Method To Assign Lineages
LINEAGE DETERMINATION
Genomic sequences of all influenza A viruses with >75% of the whole segment
length were downloaded from NCBI. Alignments were performed for each gene segment using the ClustalW
program [1]. The Neighbor-joining algorithm with the HKY-85 model selected was applied for the
construction of phylogenetic trees using the MEGA software [2].The determination of lineages was
carefully assigned by doing the following:
- All sequences with >75% of the whole segment length were analyzed for significant clusters.
- A cut-off of 10% nucleotide difference by p-distance was chosen for the lineages.
- A smaller set of sequences were used for the bootstrap analysis.
- Initial lineages were evaluated for nucleotide differences within and between other lineages and for strength of bootstrap support
- Approximately 10 sequences in each lineage were randomly selected for Maximum Likelihood (ML) analysis for each gene segment, serotype
(for HA, NA), or allele (for NS) on the multiphyl server (http://www.cs.nuim.ie/distributed/multiphyl.php).
PROCESSING METHOD
The BLAST algorithm are used for sequence comparison, because of its advantages such as fast
computation and accurate results in detecting local highly similar sequence regions. To cope with its inherent
disadvantage (i.e., not a global alignment algorithm), we developed a new parameter called "coverage" to detect
gene-wide sequence similarity (http://www.biomedcentral.com/1471-2105/7/S4/S18). The default thresholds to be used for
identifying groupings were set to be 95% identity and 95% coverage [3]. Note that the thresholds are changeable. The top
BLAST results for a user-submitted query sequence are sorted by identity and coverage, and the best result is used to
assign a lineage to the query sequence. If the BLAST hit values are below the thresholds (95% for identity and coverage),
a lineage will be assigned with an asterisk (*) indicating the query sequence does not meet criteria and may be from a new lineage.
For the determination of a genotype, the lineage of each segment sequence is first determined. The
genotype will be created by the sequential combination of the lineages for each of the eight segments in gene order.
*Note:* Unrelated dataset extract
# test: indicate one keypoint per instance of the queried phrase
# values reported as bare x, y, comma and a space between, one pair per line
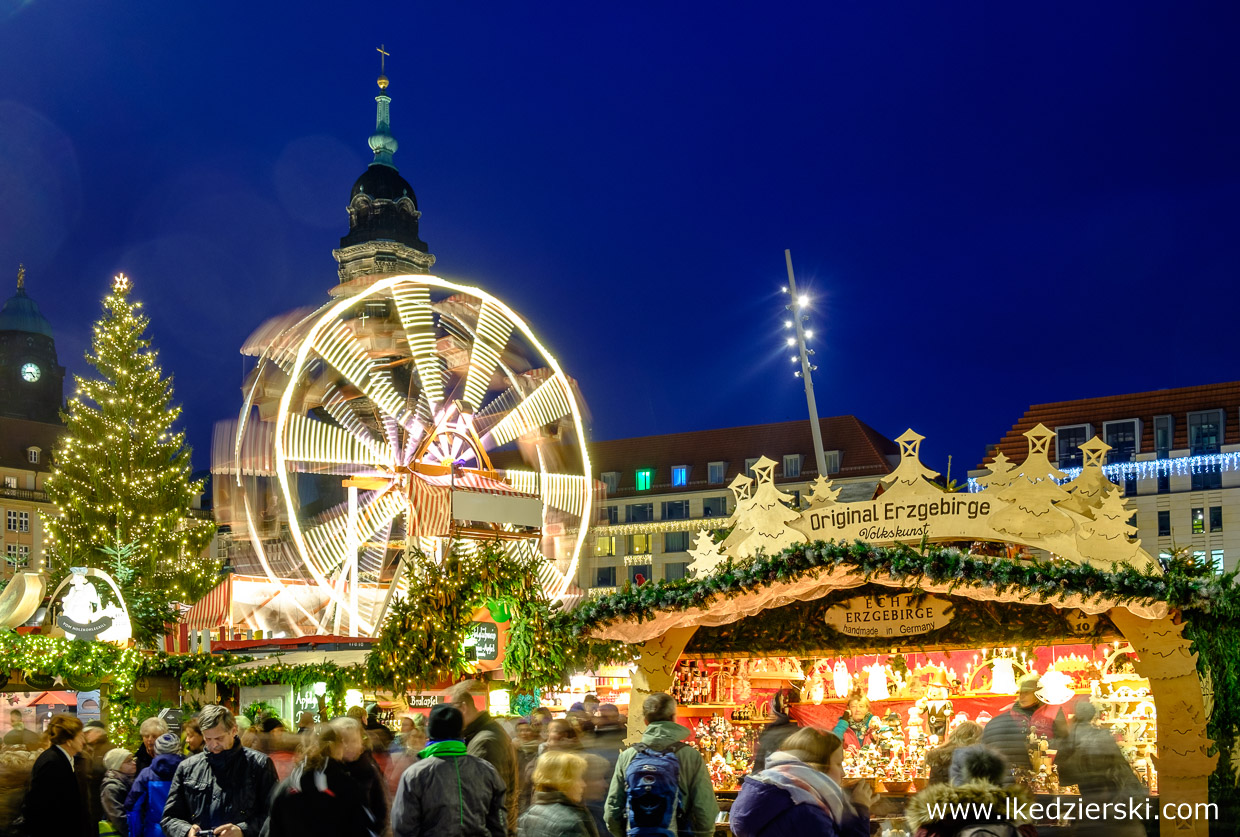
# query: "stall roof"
724, 610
If all
segments belong to the known lineages, the genotype of the query genomic sequence will be decided. The resulting genotype
can be compared to previously identified genotypes in the genotype database. From this analysis reassortment events and host
switching can be identified. Through reassortment, it is possible that new combinations of genotypes not in our database
will be found. Additionally, if one or more segment sequences are found not to belong to any known lineages, the query virus
may be a novel genotype.
IMPLEMENTATION
The Web interface and database were implemented with the LAMP strategy. LAMP stands for Linux, a
popular operating system, Apache, the most commonly-used Web server, MySQL, a relational database management system (RDBMS),
and either PHP, Perl or Python, popular object-oriented scripting languages for web development. Because of its stability
and reliability, LAMP currently predominates existing wet sites.
REFERENCES
- Thompson, J.D., T.J. Gibson, F. Plewniak, F. Jeanmougin, and D.G. Higgins, The CLUSTAL_X windows interface: flexible
strategies for multiple sequence alignment aided by quality analysis tools. Nucleic Acids Res, 1997. 25(24): p. 4876-82.
- Kumar, S., K. Tamura, and M. Nei. MEGA3: Integrated software for Molecular Evolutionary Genetics Analysis and sequence
alignment. Briefings in Bioinformatics, 2004. 5:150-163.
- Lu, G., L. Jiang, et al. GenomeBlast: a web tool for small genome comparison. BMC Bioinformatics, 2006. 7(Suppl 4): S18.